Heckuva Job, Barry
Although some may find it crass to speculate on the political impact of The Storm, I'm going to go ahead and do it, for two reasons. First, I've earned the right, and second, because complaints that things are "politicized" are almost always misconceived. Politics is important. It concerns choices that affect all our lives. And campaigns ought to be connected to the actual business of governing, so when an event occurs that implicates our government, it should be talked about. Problems sometimes arise not from the fact that something is politicized, but the way it's politicized. For instance, when in the 2002 election, Republicans charged that Democrats were on the side of al Qaeda because those Democrats favored a different bill establishing the Department of Homeland Security than the bill Republicans favored, it was despicable not because September 11 had been "politicized," but because of the manner in which it was politicized.
Anyhow, back to the storm. This morning, an editor at the Prospect suggested to me that if Romney loses, Republicans will say bitterly for some time to come that had it not been for the storm, his momentum would have carried him to victory. I don't doubt they will say that (although I think that will be what the sober Republicans will say; the others will find voting conspiracies to convince them that he didn't legitimately win). But the question is, even if they were right, what's wrong with that?
You can look at this just as a campaign issue—perhaps the fact that Romney is losing a couple of days in which the campaign, and his persuasive arguments, would have been on the front pages instead of storm cleanup, and that might make some tiny difference in the outcome of the race. But there's a substantive issue here too. Natural disasters offer a visible opportunity for a president to either succeed or fail, and it's appropriate to judge Barack Obama on how this one is handled. That's true on the level of his performance at the moment, and when it comes to the personnel and systems he put in place in preparation for this kind of event.
One also can't help thinking back to what happened seven years ago when Hurricane Katrina hit New Orleans, and there's nothing wrong with that either. When George W. Bush took office, he gave the FEMA directorship to his campaign manager, Joe Allbaugh, who hadn't had that kind of experience before. Allbaugh was succeeded by "Heckuva Job" Michael Brown, who came from the nationally vital position of judging commissioner of the International Arabian Horse Association. Point is, I doubt President Bush much cared who was in charge of FEMA, and when Americans needed it, it wasn't up to the job. When Barack Obama took office, he appointed Craig Fugate, whose last job was running Florida's emergency management agency. Obama obviously didn't want to repeat Bush's mistake, and by all accounts FEMA is working far better than it did during the Bush years.
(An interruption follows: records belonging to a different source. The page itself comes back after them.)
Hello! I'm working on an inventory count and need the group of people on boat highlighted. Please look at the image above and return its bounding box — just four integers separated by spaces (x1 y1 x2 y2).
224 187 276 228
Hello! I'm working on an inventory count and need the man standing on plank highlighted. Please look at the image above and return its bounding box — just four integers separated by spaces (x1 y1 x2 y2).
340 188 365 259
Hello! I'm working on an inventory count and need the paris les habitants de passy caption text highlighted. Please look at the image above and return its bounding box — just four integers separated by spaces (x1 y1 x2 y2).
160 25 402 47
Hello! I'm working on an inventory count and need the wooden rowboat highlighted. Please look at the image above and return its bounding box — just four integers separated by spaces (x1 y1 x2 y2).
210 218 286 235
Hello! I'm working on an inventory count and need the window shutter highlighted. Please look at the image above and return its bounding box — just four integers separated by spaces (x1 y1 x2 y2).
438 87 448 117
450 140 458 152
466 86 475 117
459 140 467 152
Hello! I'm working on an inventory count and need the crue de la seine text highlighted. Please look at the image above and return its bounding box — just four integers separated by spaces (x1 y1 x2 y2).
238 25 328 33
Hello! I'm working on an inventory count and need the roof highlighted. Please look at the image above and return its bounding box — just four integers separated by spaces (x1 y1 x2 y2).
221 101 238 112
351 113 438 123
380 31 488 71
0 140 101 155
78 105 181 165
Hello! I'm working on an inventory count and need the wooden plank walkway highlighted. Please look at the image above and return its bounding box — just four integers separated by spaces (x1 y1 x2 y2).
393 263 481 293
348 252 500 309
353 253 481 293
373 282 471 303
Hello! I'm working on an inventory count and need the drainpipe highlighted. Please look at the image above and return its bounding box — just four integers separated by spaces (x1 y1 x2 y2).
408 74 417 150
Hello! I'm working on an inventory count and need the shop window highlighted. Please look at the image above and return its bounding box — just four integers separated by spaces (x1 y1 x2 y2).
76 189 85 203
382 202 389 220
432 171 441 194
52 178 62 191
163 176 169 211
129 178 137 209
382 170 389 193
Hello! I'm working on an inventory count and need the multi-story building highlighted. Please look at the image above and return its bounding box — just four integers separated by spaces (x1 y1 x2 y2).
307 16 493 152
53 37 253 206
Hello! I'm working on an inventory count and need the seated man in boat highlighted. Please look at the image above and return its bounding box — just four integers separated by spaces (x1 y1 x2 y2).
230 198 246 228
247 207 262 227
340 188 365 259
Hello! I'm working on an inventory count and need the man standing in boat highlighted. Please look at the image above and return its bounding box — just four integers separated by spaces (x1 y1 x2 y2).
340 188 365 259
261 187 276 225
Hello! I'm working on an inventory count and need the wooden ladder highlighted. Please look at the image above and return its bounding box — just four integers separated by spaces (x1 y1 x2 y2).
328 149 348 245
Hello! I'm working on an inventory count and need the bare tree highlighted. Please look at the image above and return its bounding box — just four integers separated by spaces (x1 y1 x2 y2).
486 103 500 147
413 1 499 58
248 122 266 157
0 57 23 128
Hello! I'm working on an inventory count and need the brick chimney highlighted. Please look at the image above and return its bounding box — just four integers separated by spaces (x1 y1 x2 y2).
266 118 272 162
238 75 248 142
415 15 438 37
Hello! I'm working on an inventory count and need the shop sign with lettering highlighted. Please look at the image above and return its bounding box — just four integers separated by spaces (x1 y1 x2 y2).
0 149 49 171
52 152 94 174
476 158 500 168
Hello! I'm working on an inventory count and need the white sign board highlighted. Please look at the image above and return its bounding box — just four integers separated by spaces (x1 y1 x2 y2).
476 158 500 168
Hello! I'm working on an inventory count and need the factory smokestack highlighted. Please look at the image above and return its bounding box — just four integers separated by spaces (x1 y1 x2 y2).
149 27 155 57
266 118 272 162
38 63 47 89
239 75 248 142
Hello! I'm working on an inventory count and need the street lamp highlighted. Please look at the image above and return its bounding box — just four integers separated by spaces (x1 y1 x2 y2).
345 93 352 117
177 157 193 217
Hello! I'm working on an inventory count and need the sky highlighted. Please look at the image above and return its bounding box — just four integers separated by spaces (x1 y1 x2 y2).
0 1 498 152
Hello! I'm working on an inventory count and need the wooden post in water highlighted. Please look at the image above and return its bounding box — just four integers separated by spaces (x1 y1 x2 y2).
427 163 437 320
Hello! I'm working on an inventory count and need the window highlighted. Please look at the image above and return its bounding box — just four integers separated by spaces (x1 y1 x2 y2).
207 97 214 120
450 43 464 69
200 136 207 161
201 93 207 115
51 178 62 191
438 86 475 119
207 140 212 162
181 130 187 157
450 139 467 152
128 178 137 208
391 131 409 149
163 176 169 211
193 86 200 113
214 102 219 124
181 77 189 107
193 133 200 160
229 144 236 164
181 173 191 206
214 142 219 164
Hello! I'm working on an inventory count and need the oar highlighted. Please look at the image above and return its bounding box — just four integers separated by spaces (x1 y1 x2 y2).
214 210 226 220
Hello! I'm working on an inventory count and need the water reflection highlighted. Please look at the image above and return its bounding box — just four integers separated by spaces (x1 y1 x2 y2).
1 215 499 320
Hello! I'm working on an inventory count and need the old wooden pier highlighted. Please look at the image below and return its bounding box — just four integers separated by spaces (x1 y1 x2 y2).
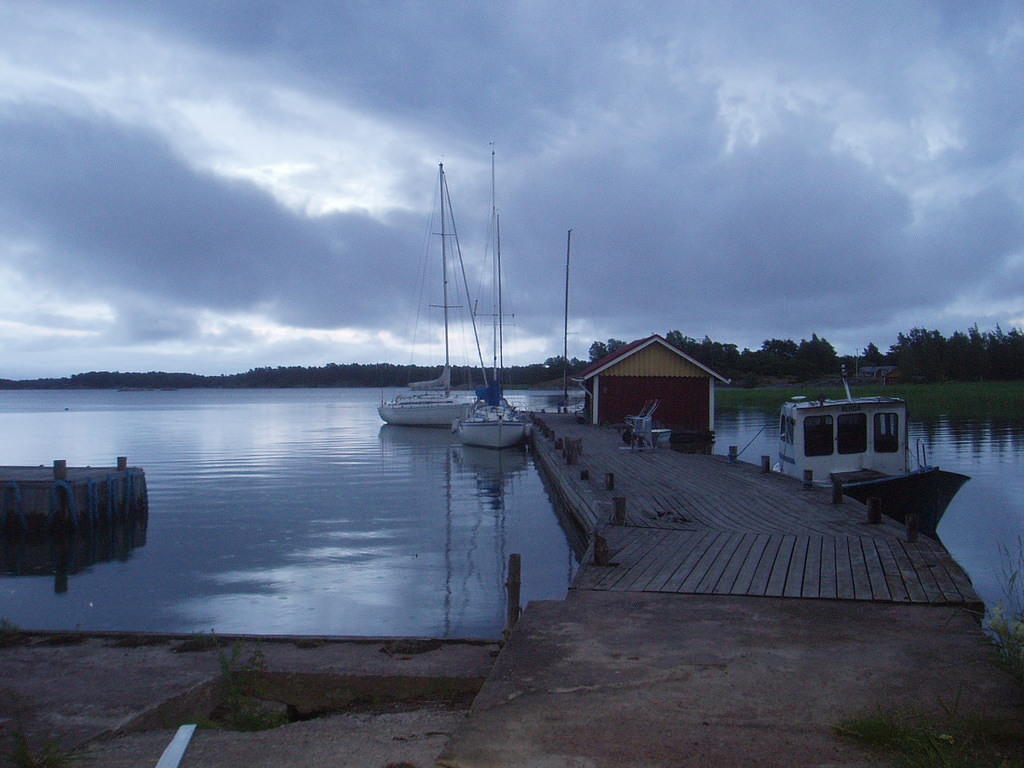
534 414 981 607
0 457 148 534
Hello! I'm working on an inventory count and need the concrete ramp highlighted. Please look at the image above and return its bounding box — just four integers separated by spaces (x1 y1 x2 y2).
438 591 1024 768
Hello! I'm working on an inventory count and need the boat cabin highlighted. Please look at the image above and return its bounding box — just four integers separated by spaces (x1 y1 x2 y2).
778 397 908 482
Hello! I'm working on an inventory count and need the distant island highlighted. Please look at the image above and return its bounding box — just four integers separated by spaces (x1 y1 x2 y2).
0 326 1024 389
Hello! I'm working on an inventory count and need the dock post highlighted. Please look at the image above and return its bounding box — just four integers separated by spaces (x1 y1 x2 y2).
831 477 843 504
611 496 626 525
904 512 921 544
502 554 522 640
867 496 882 525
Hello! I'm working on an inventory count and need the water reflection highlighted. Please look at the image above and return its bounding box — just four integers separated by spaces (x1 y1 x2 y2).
0 515 147 594
0 390 574 637
715 403 1024 604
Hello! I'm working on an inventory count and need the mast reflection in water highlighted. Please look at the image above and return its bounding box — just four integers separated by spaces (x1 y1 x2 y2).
0 389 575 637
Republicans may be frustrated by the fact that just before the election, we get an event that reminds people that there are some things we need government for. And it's more bad luck for them that this particular event will also remind people of what happened seven years ago when they were in charge. But there's nothing unfair about it. If Mitt Romney has a case to make as to why his small-government philosophy would produce better disaster response than what we're seeing now, let him go ahead and make it.